Il fit un geste vif avec sa main gauche, et du coin de l'œil, je vis qu'il avait saisi le bras d'Azazel.

-          Qui es-tu ? fis-je, toujours debout en serrant mes chaussures contre ma poitrine.

-          Je suis celui qui peut t'aider à réaliser tes souhaits, comme tu l'as si bien dit, mais je t'ai aussi parlé du prix à payer. Es-tu capable d'un aussi lourd sacrifice ? cela en vaut-il vraiment la peine ?

Je reculais de quelques pas en arrière. Etant justement habituée aux murmures des ténèbres, je savais à quoi m'en tenir. Je savais que comme il l'avait dit, il ne s'approcherait pas de moi, pas tant que je ne lui en donnerais pas l'autorisation.

-          Pour une fois, je vais déroger à mes règles, soupira-t-il en relâchant Azazel, alors que ses yeux reprenaient leur aspect initial. Je vais te donner encore quelques jours pour réfléchir. Si tu renonces, tu ne conserveras pas un seul souvenir de cette rencontre, tu me comprends, je préfère qu'il n'y ait pas trop de bruit autour de mes petites affaires. Mais si jamais tu persistes sur cette voie, alors tu sais où me trouver.

Sans plus faire attention à moi, il retourna vers la table où il reprit son verre de vin, avant de se diriger vers la baie vitrée devant laquelle il se campa. Il me tournait ostensiblement le dos, tout en sirotant sa boisson, signe que la conversation était finie.

Sans perdre une seconde, je m'enfuie en courant de la pièce, en sortant en trombe, je manquais de renverser le majordome. En relevant la tête, nos regards se croisèrent, et le vide dans le sien me fit froid dans le dos. Je le bousculai et me précipitai vers les escaliers car attendre l'ascenseur me semblait trop long, au cas où il changerait d'avis et décidait réellement de s'en prendre à moi.
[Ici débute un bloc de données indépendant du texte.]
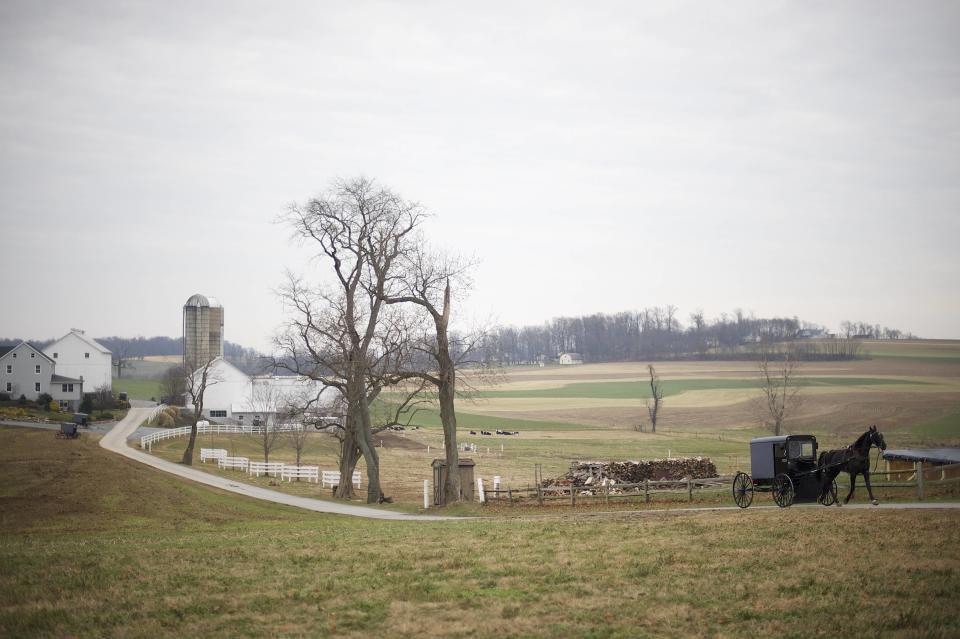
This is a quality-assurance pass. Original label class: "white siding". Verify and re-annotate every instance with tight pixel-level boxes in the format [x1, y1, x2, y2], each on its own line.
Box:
[43, 331, 113, 393]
Je n'avais pas conscience réellement de mes gestes, il semblait que son contact aie réveillé quelque chose de primitif en moi : l'instinct de survie avait prit possession de mon corps et le poussait vers la sortie. Je ne m'arrêtai que lorsque le souffle me manqua. Mes cheveux s'étaient détachés lors de ma course, et se plaquaient sur mon dos couvert de sueur.

Ce qui me sembla une éternité plus tard, je sortis enfin de ce dédale. J'étais dans la rue, mais à une porte différente de celle que j'avais empruntée au début. J'étais dans une petite ruelle noire, bien loin de l'éclat éblouissant de l'entrée.

Sans prendre le temps de m'arranger, j'arrêtai le premier taxi que je croisai, et me rua à l'intérieur de la cabine, en criant presque mon adresse au chauffeur.